Getting independent advice from experts allows federal agencies make appropriate policy decisions. Reed and her co-authors cite examples of advice on the impacts of phasing lead out of paint and gasoline in the 1970s (which had substantial benefits to children’s neurological development) and on warning patients and providers about an elevated risk of suicidal thinking in children and adolescents taking antidepressants. Today under the Trump administration, though, some agencies don’t seem to want to know about the health risks from climate change or toxic substances, or how we could better protect public health from these threats.
Losing independent environmental advice
While the disturbing trends of fewer meetings and reduced membership cross agencies, the analysis found particularly stark neglect of science related to environmental concerns.
At EPA, Reed and her colleagues found, the number of advisory committee meetings and committee membership are at their lowest levels since the government started recording this information in 1997 — but that’s not the worst of problem. In October, EPA Administrator Scott Pruitt announced that receiving an EPA grant is now deemed to disqualify a scientist from serving on an agency advisory committee, including the Science Advisory Board and Clean Air Scientific Advisory Committee. This move is both unprecedented and self-defeating. Presumably, EPA grants are going to top scientists who are studying topics of great importance — so, aren’t those scientists the very people you’d want to have advising the agency? (I do know the answer to this question: They’re not the people you want advising you if your goal is to cut regulations designed to protect public health.) Not coincidentally, the number of industry representatives on EPA’s Science Advisory Board has now tripled.
The Department of Interior also logged a record low number of science advisory committee meetings, following a freeze on committee activities while the agency conducted a review of their responsibilities. After review, DOI terminated the Advisory Committee on Climate Change and Natural Resource Science, which had advised the Secretary of the Interior on managing natural resources during climate change.
While most of the Department of Commerce science advisory committees continued to meet as directed in their charters, the agency failed to renew the charter of the Advisory Committee for the Sustained National Climate Assessment. (Charters typically require renewal every two years in order to keep operating, and failing to renew them is a quieter way of disbanding them.) This committee had aimed to improve the National Climate Assessment’s scientific information in order to make it more useful to businesses, the public, and state and local governments.
Climate change is happening, whether or not the Trump administration wants to acknowledge it. Getting advice from experts about how to manage its impacts is only prudent, but the Trump administration seems more interested in appealing to those who deny science.
Shoring up science advice
Given the disturbing patterns this analysis revealed, the Union of Concerned Scientists makes three immediate recommendations:
Current and former science advisors should speak out when they discover that federal agencies and others in the government are sidelining important scientific work and findings.
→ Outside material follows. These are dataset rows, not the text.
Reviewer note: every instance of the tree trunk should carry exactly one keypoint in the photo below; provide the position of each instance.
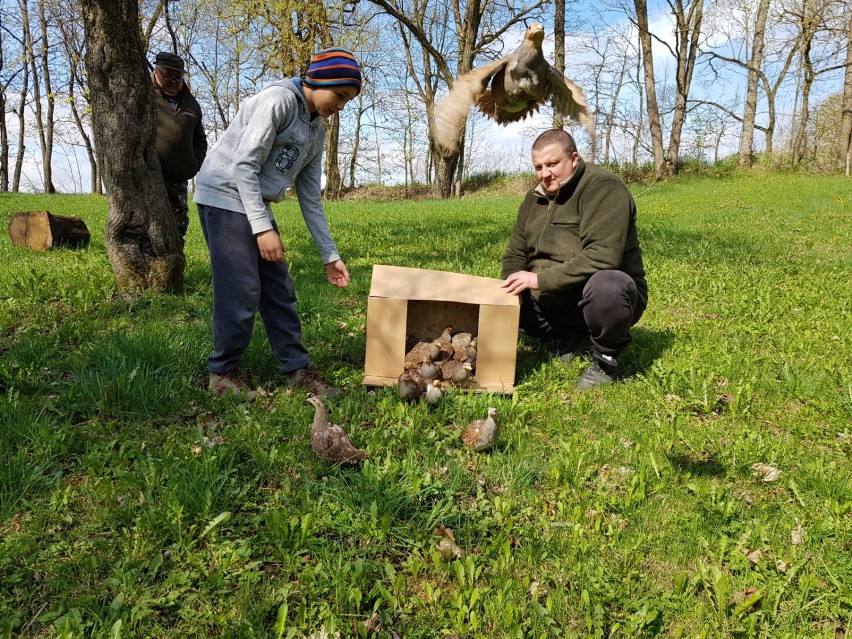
(142, 239)
(25, 85)
(559, 50)
(4, 133)
(49, 124)
(74, 53)
(654, 121)
(356, 143)
(689, 19)
(808, 77)
(747, 137)
(844, 139)
(445, 165)
(333, 184)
The Government Accountability Office should ascertain whether federal agencies are appropriately carrying out the Federal Advisory Committee Act, especially given EPA Administrator Pruitt’s directive on advisory committee eligibility.
Congress should hold hearings on the status of science advisory committees throughout the government to investigate whether they are serving the public interest by functioning as directed by law.
In a blog post about the report, lead author Genna Reed also has this advice: “Scientists serving on federal advisory committees or working in the government who perceive that their work is being sidelined should get in touch with the UCS Science Protection Project to get confidential advice on strategic action.”
Over the past decades, the federal government has built up an impressive advisory committee infrastructure to help it apply scientific knowledge to policy issues that affect public health. Thousands of scientists have contributed their time and expertise in order to improve the health and safety of our air, water, food, drugs, health systems, and environment. Weakening science advisory committees will have consequences for public health for decades to come.